The landlady said that she then heard Clara Thomas scream, 'Oh, mother' and saw Lee Kun stabbing her as she lay on the ground with a knife in his right hand.

The woman then hit Lee Kun on the back of his head with a broom and managed to detain him as he was leaving the front gate until others arrived and he was arrested.

When Lee Kun was charged through an interpreter, he said, 'I have nothing to say. She was robbing money. I asked her to pay it back but she would not'.

When the police searched the scene they found a new, sharp blood stained knife under Clara Thomas skirt and a case that fitted it in Lee Kun's pocket.

At the trial Lee Kun said that Clara Thomas had inflicted the wounds herself and that he had tried to prevent her from doing so.

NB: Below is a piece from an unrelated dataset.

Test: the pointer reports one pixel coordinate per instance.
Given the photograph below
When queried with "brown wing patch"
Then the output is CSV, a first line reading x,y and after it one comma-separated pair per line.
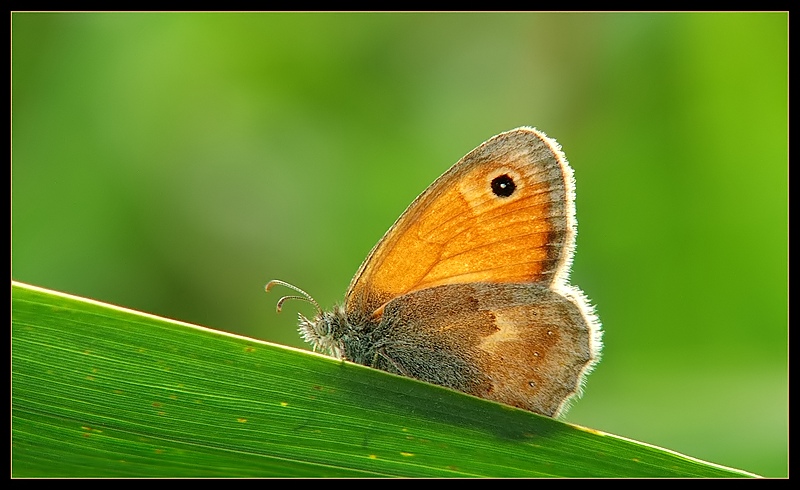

He said that she had been trying to commit suicide and that he had endeavoured to prevent her and that so far as he knew that she must have received her wounds during the struggle. It was noted that he received two cuts on his fingers that had made him feel faint.

However, the court heard that the medical evidence regarding the number and position of the wounds to Clara Thomas meant that Lee Kun's defence could not be seriously regarded.

When the suggestion that Clara Thomas had robbed or cheated Lee Kun out of his money was considered, it was thought that it might have been true enough but that it appeared that Clara Thomas had broken off relations with Lee Kun sometime before the murder such that any injury that she might have done him, if any, whilst affording a motive, would have been too stale to have amounted to provocation.

When he was convicted Lee Kun repeated, 'I did not do it. I did not do it'.

Lee Kun appealed his conviction, claiming that the evidence at the trial had not been translated for him but his appeal was refused.